Until now Gearpump supports deployment in a secured Yarn cluster and writing to secured HBase, where "secured" means Kerberos enabled. Further security related feature is in progress.

How to launch Gearpump in a secured Yarn cluster

Suppose user gear will launch gearpump on YARN, then the corresponding principal gear should be created in KDC server.

  1. Create Kerberos principal for user gear, on the KDC machine

    sudo kadmin.local

    In the kadmin.local or kadmin shell, create the principal

    kadmin:  addprinc gear/fully.qualified.domain.name@YOUR-REALM.COM

    Remember that user gear must exist on every node of Yarn.
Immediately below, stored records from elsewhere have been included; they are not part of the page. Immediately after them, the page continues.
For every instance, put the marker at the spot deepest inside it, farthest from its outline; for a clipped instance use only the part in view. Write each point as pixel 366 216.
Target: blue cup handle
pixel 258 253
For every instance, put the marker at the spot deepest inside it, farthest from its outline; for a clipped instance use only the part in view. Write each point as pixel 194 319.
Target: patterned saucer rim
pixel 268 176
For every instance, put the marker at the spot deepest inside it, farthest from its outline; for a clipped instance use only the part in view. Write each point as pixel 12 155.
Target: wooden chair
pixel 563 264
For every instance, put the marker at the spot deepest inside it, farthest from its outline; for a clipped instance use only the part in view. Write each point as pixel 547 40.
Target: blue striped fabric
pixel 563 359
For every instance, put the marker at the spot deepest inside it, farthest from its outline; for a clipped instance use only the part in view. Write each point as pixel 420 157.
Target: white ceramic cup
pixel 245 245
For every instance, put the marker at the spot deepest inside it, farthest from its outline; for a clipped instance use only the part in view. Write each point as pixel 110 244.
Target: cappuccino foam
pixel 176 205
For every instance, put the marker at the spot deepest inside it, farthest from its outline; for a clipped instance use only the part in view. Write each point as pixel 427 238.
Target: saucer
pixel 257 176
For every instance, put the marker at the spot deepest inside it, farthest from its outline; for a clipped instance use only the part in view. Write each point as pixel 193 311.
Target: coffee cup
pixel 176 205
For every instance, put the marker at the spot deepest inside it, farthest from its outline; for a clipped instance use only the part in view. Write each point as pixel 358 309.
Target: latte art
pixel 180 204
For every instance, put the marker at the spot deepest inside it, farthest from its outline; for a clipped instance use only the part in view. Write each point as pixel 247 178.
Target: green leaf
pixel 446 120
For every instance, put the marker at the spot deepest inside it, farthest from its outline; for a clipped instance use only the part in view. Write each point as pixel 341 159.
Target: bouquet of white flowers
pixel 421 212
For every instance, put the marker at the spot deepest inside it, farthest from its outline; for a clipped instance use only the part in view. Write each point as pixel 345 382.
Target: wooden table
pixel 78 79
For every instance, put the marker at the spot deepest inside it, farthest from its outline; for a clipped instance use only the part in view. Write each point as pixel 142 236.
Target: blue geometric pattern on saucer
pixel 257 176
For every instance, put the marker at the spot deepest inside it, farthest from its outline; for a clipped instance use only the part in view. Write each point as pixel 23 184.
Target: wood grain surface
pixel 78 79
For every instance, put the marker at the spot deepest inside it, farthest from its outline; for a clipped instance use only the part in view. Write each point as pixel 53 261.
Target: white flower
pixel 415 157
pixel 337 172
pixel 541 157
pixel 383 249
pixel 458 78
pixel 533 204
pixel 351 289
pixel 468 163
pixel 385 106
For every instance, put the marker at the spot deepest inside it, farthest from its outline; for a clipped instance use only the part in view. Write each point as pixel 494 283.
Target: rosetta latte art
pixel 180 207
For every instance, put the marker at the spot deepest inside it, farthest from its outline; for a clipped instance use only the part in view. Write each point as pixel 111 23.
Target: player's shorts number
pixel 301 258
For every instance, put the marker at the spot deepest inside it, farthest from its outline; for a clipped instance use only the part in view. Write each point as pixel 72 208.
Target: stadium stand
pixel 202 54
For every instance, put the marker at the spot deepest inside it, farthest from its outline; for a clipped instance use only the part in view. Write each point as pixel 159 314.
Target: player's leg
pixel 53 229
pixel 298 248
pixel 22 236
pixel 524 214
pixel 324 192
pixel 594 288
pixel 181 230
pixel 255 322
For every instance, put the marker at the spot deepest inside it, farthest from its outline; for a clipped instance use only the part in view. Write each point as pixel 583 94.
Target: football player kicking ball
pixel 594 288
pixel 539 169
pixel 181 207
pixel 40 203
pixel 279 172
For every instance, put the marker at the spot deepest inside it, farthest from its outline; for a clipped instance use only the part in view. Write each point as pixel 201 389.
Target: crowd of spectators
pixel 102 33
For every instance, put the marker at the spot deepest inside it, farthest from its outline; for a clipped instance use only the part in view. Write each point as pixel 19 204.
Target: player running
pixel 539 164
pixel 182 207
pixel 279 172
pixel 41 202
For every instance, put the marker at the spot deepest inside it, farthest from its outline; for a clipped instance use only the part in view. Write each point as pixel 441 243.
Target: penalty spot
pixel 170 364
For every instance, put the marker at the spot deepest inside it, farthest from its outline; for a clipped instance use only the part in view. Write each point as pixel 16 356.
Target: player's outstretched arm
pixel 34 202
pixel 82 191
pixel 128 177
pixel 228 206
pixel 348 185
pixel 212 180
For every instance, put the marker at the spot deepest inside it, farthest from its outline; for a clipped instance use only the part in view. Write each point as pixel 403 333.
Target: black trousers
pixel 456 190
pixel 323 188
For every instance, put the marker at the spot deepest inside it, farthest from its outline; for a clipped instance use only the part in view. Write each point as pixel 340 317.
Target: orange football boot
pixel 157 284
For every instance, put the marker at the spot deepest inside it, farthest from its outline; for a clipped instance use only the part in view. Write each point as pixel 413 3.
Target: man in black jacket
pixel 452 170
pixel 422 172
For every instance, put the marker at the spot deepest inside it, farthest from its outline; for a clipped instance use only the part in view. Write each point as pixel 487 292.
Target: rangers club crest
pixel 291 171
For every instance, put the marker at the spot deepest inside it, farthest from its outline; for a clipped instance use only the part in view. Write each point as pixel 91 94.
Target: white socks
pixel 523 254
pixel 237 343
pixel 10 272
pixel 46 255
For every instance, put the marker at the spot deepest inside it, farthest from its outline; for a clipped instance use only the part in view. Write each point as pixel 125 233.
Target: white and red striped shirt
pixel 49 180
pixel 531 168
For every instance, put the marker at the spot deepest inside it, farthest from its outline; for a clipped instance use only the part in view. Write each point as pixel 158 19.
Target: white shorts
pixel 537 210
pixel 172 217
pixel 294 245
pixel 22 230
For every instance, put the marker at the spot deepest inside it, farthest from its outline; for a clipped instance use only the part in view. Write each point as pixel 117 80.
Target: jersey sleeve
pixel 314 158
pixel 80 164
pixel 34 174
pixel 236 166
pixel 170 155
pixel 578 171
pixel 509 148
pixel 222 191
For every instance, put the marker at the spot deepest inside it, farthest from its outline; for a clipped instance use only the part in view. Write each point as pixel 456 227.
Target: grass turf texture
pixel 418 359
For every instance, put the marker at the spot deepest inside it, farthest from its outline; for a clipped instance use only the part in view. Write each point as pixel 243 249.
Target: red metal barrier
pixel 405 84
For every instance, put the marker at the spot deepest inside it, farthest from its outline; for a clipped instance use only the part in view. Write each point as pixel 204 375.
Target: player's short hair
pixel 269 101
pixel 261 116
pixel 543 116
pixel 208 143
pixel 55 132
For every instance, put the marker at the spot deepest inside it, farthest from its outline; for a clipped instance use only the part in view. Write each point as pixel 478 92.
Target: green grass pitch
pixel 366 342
  2. Upload the gearpump-2.12-0.9.0.zip to remote HDFS Folder, suggest to put it under /usr/lib/gearpump/gearpump-2.12-0.9.0.zip

  3. Create HDFS folder /user/gear/, make sure all read-write rights are granted for user gear

    drwxr-xr-x - gear gear 0 2015-11-27 14:03 /user/gear
  4. Put the YARN configurations under classpath. Before calling yarnclient launch, make sure you have put all yarn configuration files under classpath. Typically, you can just copy all files under $HADOOP_HOME/etc/hadoop from one of the YARN cluster machine to conf/yarnconf of gearpump. $HADOOP_HOME points to the Hadoop installation directory.
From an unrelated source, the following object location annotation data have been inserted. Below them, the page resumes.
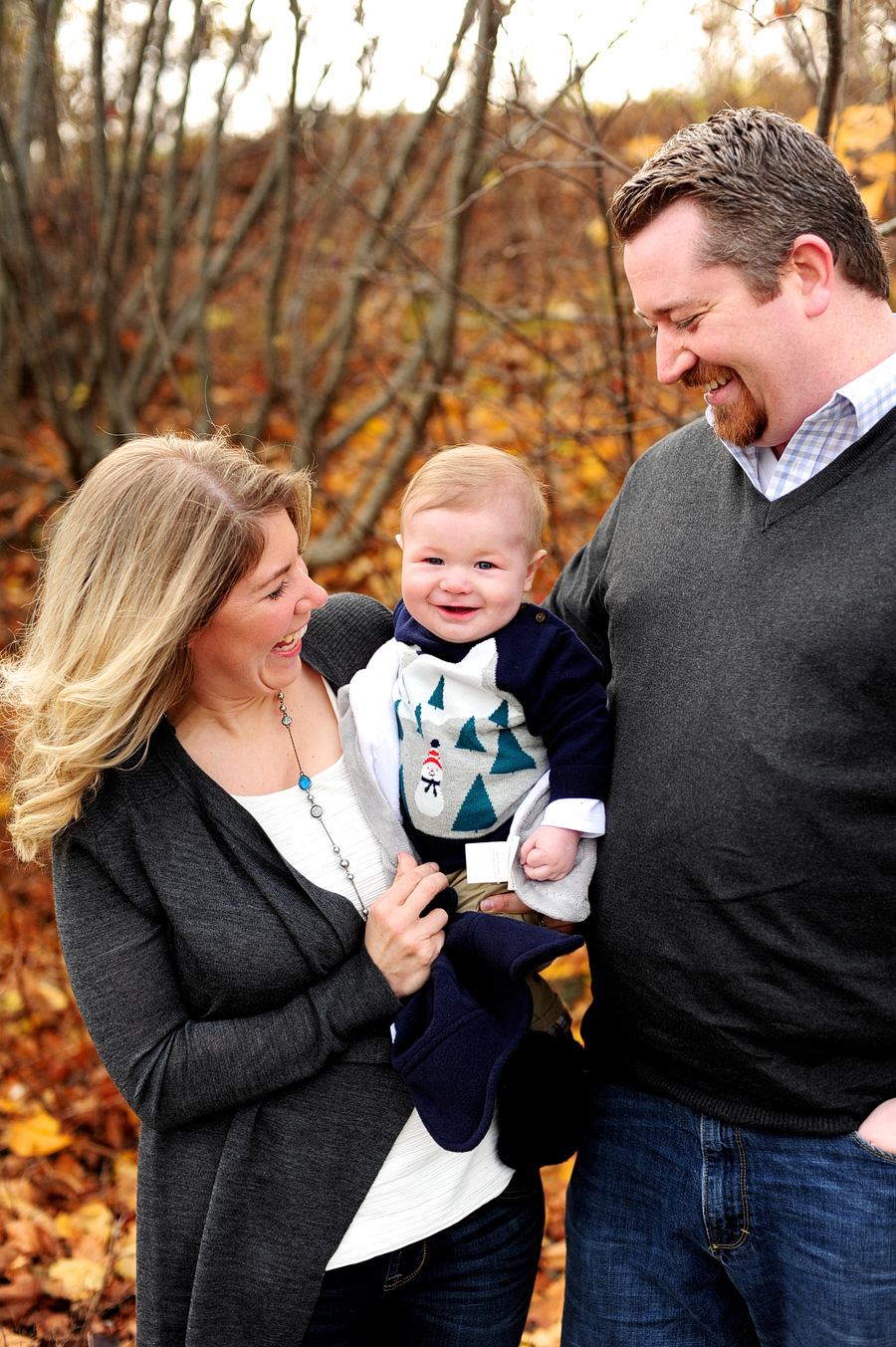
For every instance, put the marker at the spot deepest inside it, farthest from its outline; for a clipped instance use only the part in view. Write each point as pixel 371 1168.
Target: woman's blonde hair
pixel 139 561
pixel 472 476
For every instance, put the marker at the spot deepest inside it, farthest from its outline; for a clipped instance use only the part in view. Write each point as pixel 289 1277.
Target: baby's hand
pixel 549 853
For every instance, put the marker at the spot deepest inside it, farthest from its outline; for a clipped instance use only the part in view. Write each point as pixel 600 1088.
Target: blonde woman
pixel 237 941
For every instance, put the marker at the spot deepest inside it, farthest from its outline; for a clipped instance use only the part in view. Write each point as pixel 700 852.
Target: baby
pixel 491 691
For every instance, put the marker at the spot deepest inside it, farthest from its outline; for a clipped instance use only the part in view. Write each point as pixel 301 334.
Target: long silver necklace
pixel 317 812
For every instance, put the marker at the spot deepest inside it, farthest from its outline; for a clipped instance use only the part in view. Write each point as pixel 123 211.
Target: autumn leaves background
pixel 345 291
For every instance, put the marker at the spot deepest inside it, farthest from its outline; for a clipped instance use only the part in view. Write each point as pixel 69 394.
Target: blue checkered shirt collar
pixel 845 418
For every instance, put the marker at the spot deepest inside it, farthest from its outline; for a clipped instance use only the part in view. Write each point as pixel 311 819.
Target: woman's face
pixel 252 643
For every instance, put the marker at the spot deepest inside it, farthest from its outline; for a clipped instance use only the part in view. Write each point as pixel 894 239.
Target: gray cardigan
pixel 239 1013
pixel 743 942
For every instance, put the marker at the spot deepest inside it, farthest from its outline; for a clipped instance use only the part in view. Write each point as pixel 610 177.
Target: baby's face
pixel 464 572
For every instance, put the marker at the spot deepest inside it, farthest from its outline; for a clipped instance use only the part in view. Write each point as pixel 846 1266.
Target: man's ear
pixel 815 268
pixel 531 568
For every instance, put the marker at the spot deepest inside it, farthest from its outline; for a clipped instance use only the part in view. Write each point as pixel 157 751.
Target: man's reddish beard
pixel 742 422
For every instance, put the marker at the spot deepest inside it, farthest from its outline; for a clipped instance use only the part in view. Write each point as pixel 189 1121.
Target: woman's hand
pixel 514 903
pixel 400 942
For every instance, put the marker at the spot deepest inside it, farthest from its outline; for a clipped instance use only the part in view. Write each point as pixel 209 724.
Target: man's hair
pixel 762 180
pixel 472 476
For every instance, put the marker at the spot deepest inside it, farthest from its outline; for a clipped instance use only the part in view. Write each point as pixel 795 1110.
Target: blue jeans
pixel 466 1286
pixel 683 1232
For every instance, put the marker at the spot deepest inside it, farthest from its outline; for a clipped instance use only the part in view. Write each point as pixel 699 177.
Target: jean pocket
pixel 872 1149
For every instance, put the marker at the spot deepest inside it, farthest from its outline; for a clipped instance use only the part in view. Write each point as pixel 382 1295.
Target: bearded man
pixel 739 1179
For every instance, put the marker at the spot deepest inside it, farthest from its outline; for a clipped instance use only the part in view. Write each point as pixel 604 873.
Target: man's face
pixel 713 335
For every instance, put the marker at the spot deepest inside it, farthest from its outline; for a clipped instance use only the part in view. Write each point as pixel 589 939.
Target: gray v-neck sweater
pixel 744 932
pixel 237 1010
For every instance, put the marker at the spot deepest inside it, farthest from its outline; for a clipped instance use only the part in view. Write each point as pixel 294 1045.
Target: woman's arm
pixel 172 1068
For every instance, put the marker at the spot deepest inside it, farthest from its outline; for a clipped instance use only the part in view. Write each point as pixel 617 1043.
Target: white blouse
pixel 420 1187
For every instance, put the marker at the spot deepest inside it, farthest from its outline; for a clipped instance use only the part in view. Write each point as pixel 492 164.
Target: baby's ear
pixel 531 568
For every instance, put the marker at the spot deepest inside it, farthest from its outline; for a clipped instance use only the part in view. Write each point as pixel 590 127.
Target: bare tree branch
pixel 835 68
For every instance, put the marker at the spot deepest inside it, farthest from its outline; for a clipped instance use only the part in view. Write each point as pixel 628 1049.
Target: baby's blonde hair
pixel 139 561
pixel 468 476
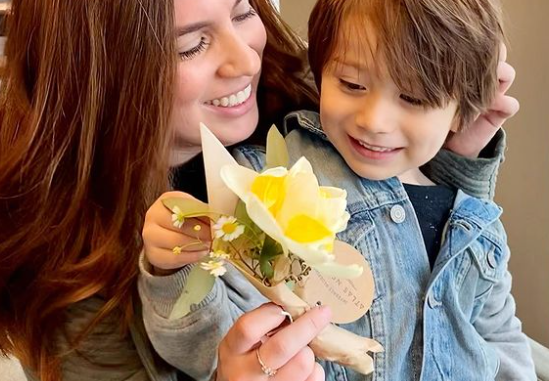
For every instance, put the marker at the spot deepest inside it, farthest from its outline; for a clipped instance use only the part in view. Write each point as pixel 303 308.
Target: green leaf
pixel 189 207
pixel 199 284
pixel 270 250
pixel 242 216
pixel 277 152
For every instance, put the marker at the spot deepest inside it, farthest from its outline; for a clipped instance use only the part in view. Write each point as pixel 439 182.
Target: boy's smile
pixel 380 131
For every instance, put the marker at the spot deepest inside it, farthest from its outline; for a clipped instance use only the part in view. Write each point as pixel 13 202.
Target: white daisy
pixel 216 268
pixel 219 254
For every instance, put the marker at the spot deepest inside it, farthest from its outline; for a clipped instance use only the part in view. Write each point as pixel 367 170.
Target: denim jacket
pixel 455 322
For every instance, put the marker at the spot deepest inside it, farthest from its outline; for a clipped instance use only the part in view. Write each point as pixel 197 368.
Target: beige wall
pixel 523 185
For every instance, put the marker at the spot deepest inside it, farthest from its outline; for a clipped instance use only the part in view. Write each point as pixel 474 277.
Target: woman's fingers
pixel 299 368
pixel 251 327
pixel 289 341
pixel 318 373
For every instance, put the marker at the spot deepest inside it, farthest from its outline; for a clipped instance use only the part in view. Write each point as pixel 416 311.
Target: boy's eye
pixel 189 54
pixel 410 100
pixel 351 86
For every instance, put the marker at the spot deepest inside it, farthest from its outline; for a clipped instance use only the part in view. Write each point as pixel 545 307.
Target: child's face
pixel 379 131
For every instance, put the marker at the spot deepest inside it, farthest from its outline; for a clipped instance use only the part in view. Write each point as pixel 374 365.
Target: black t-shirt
pixel 191 178
pixel 432 205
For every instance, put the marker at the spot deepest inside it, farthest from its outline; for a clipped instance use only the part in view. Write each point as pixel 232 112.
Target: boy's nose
pixel 375 115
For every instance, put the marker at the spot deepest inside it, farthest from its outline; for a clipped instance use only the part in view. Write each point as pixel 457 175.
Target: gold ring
pixel 269 372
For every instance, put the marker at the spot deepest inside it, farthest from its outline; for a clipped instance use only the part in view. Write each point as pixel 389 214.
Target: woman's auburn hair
pixel 85 104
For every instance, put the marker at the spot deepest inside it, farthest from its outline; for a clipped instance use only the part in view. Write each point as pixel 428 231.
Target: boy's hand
pixel 474 138
pixel 168 247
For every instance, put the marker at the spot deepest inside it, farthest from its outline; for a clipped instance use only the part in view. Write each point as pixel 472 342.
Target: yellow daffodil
pixel 291 207
pixel 227 228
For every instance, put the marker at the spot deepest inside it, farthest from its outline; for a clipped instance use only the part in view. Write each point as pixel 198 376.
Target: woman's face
pixel 220 43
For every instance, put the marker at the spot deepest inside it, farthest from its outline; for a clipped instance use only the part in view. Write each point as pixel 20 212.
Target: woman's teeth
pixel 374 148
pixel 233 99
  5. Get Kerberos credentials to submit the job:

    kinit gearpump/fully.qualified.domain.name@YOUR-REALM.COM

    Here you can login with keytab or password. Please refer Kerberos's document for details.
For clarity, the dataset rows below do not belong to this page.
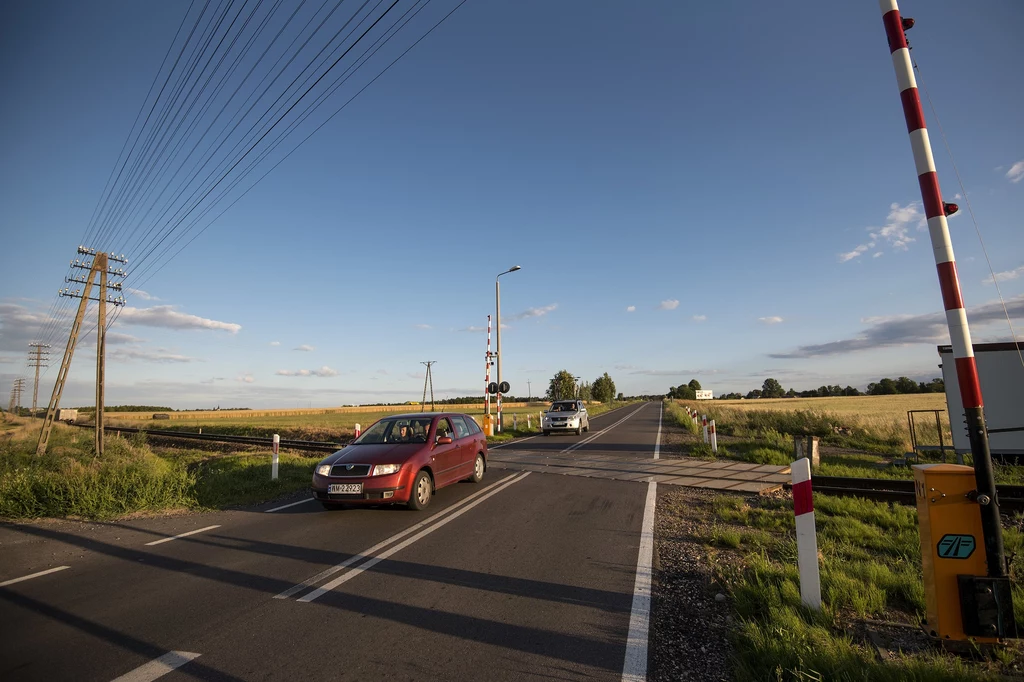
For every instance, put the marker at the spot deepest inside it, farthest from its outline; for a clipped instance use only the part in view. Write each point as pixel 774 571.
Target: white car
pixel 565 416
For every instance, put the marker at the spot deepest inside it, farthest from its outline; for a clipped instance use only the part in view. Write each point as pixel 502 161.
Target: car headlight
pixel 385 469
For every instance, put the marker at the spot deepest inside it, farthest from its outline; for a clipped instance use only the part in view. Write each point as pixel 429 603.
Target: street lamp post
pixel 498 320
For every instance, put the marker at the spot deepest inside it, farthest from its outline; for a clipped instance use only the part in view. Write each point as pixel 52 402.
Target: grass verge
pixel 132 477
pixel 870 569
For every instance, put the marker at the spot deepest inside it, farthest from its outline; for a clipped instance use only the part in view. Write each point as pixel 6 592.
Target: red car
pixel 402 459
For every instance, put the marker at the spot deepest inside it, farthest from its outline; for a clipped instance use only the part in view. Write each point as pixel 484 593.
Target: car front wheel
pixel 422 489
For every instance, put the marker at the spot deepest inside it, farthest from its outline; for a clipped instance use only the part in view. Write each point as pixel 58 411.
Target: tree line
pixel 771 388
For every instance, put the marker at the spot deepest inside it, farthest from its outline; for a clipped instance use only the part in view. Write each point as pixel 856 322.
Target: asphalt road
pixel 525 576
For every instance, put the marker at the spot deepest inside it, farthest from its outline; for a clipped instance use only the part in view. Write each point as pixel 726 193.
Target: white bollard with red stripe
pixel 807 539
pixel 275 444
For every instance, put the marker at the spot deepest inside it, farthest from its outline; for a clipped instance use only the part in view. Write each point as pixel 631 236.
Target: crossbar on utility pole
pixel 99 266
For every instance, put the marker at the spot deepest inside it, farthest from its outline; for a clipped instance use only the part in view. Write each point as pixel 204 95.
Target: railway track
pixel 310 445
pixel 901 491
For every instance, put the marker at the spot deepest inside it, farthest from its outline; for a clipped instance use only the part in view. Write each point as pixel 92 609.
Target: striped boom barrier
pixel 486 374
pixel 807 539
pixel 938 229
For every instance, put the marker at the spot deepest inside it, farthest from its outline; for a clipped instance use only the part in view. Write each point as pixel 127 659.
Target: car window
pixel 443 428
pixel 461 430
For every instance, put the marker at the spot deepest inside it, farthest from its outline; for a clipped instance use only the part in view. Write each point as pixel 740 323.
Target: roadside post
pixel 273 461
pixel 807 539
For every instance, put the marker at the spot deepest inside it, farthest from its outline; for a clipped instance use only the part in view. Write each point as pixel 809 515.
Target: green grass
pixel 870 567
pixel 132 477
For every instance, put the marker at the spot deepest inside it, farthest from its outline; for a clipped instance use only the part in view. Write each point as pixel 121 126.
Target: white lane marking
pixel 29 578
pixel 183 535
pixel 381 545
pixel 635 666
pixel 300 502
pixel 589 438
pixel 159 667
pixel 344 578
pixel 657 439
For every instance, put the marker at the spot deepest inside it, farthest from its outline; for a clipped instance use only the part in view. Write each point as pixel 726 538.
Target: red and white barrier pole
pixel 273 460
pixel 960 334
pixel 807 539
pixel 486 373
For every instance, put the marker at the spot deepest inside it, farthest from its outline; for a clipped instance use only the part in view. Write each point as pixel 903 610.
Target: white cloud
pixel 896 231
pixel 534 312
pixel 166 316
pixel 323 372
pixel 141 294
pixel 1006 275
pixel 905 330
pixel 158 355
pixel 1016 172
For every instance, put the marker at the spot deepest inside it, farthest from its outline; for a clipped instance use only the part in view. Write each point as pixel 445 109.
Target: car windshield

    yarnclient launch -package /usr/lib/gearpump/gearpump-2.12-0.9.0.zip

How to write to secured HBase

When the remote HBase is security enabled, a kerberos keytab and the corresponding principal name need to be provided for the gearpump-hbase connector. Specifically, the UserConfig object passed into the HBaseSink should contain {("gearpump.keytab.file", "\\$keytab"), ("gearpump.kerberos.principal", "\\$principal")}. example code of writing to secured HBase:

val principal = "gearpump/fully.qualified.domain.name@YOUR-REALM.COM"
val keytabContent = Files.toByteArray(new File("path_to_keytab_file"))
val appConfig = UserConfig.empty
      .withString("gearpump.kerberos.principal", principal)
      .withBytes("gearpump.keytab.file", keytabContent)
val sink = new HBaseSink(appConfig, "$tableName")
val sinkProcessor = DataSinkProcessor(sink, "$sinkNum")
val split = Processor[Split]("$splitNum")
val computation = split ~> sinkProcessor
val application = StreamApplication("HBase", Graph(computation), UserConfig.empty)

Note here the keytab file set into config should be a byte array.

Future Plan

More external components support

  1. HDFS
  2. Kafka

Authentication(Kerberos)

Since Gearpump’s Master-Worker structure is similar to HDFS’s NameNode-DataNode and Yarn’s ResourceManager-NodeManager, we may follow the way they use.

  1. User creates kerberos principal and keytab for Gearpump.
  2. Deploy the keytab files to all the cluster nodes.
  3. Configure Gearpump’s conf file, specify kerberos principal and local keytab file location.
  4. Start Master and Worker.

Every application has a submitter/user. We will separate the application from different users, like different log folders for different applications. Only authenticated users can submit the application to Gearpump's Master.